Officials in Indonesia and Malaysia, the world’s biggest producers of palm oil, have lambasted the European Parliament’s decision to phase out the commodity from motor fuels over the next three years due to environmental concerns.
Indonesian Trade Minister Enggartiasto Lukita said Thursday that the vote to reduce to zero “the contribution from biofuels and bioliquids produced from palm oil” by 2021 was misguided and unfair, given that Jakarta had taken steps to address the environmental impact of the palm oil industry.
“They can’t eliminate palm oil exports so easily because demand is very high,” he told reporters at the Indonesian parliament. “If it’s suddenly stopped, then what about Unilever detergent [which uses palm oil]? We don’t want to be the target of a negative campaign all the time.”
Enggartiasto urged the European Union to open a dialogue with the Indonesian government over its concerns about the impacts of the palm oil industry on the environment.
Ramifications for palm oil producers
The trade minister’s remarks came a day after the European Parliament voted on targets to cap crop-based biofuels, which follows the parliament’s overwhelming decision last year to ban the use of vegetable oils in biofuels. The amendments will now go to the European Commission and member states before they become law.
The move will have serious ramifications for Indonesia and Malaysia, who together produce nearly 90 percent of the world’s palm oil.
“The voting [Wednesday] in the EU Parliament to ban palm biodiesel was not only discrimination, but it signified a black day for free trade,” Malaysian Plantation Industries and Commodities Minister Mah Siew Keong tweeted Thursday.
He accused the European Parliament of engaging in protectionism to benefit the European oilseed industry — an argument frequently deployed by palm oil lobbyists who see a conspiracy to undermine palm oil in favor of vegetable oils produced in Europe and North America.
“A fair share of treatment should be given to other vegetable oils used in the biofuel mix in Europe, such as grapeseed. But then, the EU Parliament has always been anti-palm oil,” Mah said at a press conference in Malaysia.
Indonesia’s Enggartiasto expressed similar views, adding that other types of vegetable oils used in biofuels also required clearing sizeable plots of land — one of the key environmental sustainability concerns that has long dogged palm oil.
The Indonesian Palm Oil Producers Association (GAPKI) claims palm oil uses five times less land than vegetable oils like soy for the same yield, and that any deforestation as a result of clearing land for new plantations is legally permitted.

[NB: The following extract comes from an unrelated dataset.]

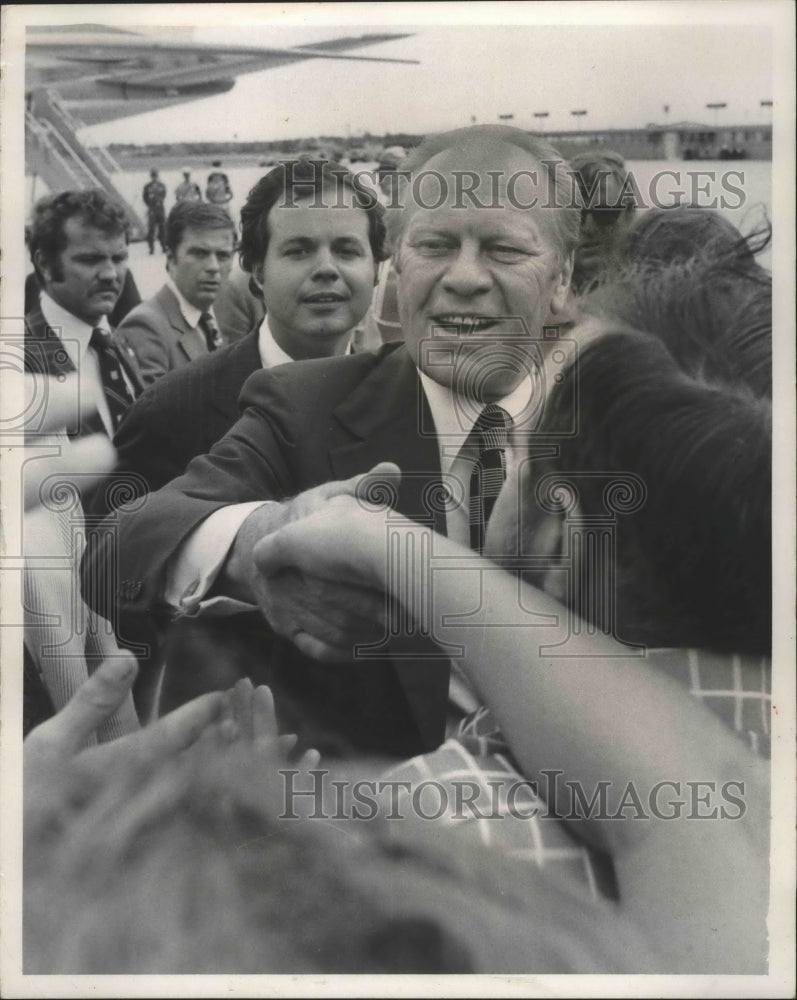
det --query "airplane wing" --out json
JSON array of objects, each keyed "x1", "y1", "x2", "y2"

This latest development has sparked fears in Indonesia and Malaysia that other countries could move to impose similar bans.
“Other countries might follow suit, as Europe is big and a market leader, and most countries view it as an important export destination, therefore there are chances they would do it as well to comply with the EU requirement,” Ahmad Kushairi Din, director general of the Malaysian Palm Oil Board (MPOB), said at the same press conference as Mah.
To counter the motion, the two Southeast Asian governments have sent official letters to the EU.
“We’ve written to the 27 EU energy ministers, with correct facts and solid figures, to again reiterate our stand, and to show our disappointment,” Mah said.
The Indonesian Trade Ministry last month wrote to the office of the EU trade commissioner and EU trade ministers to protest the proposal. It is considering sending another letter in the wake of the parliament’s vote.
“But [the amendment] has only been approved by the parliament; it hasn’t been passed into a policy,” the ministry’s chief trade negotiator, Iman Pambagyo, said in a text message to Mongabay. “We need to see how the European Commission reacts to the parliament’s decision. But right now we’re discussing steps that we’ll take before there’s any decision by the EU Commission.”
Threatened by palm oil expansion
While the governments seethe, conservation and indigenous rights activists have welcomed the phase-out vote, citing the massive toll the palm oil industry has taken on tropical rainforests and the local communities dependent on them.
Eep Saefulloh, a researcher with Sawit Watch, an NGO that monitors the palm oil industry in Indonesia, criticized the industry talking points that the deforestation caused was legally sanctioned.
“If we’re talking about large palm oil plantations, of course they cause deforestation,” he said. “Unless we’re talking about small farmers only need a hectare or two. But if we’re talking about large plantations that can extend beyond villages and districts, what do we call that if not deforestation?”
While he acknowledged that steps have been taken to improve sustainability in the industry, such as the implementation of various certification schemes such as the Roundtable on Sustainable Palm Oil (RSPO), he said the challenge was in how to apply those standards in practice, with some companies still clearing lands beyond those designated for plantations.
“We can see that everywhere,” Eep said. “The latest development is in Papua. We all know that Papua is our last frontier for our rainforests and it is also threatened by palm oil expansion.”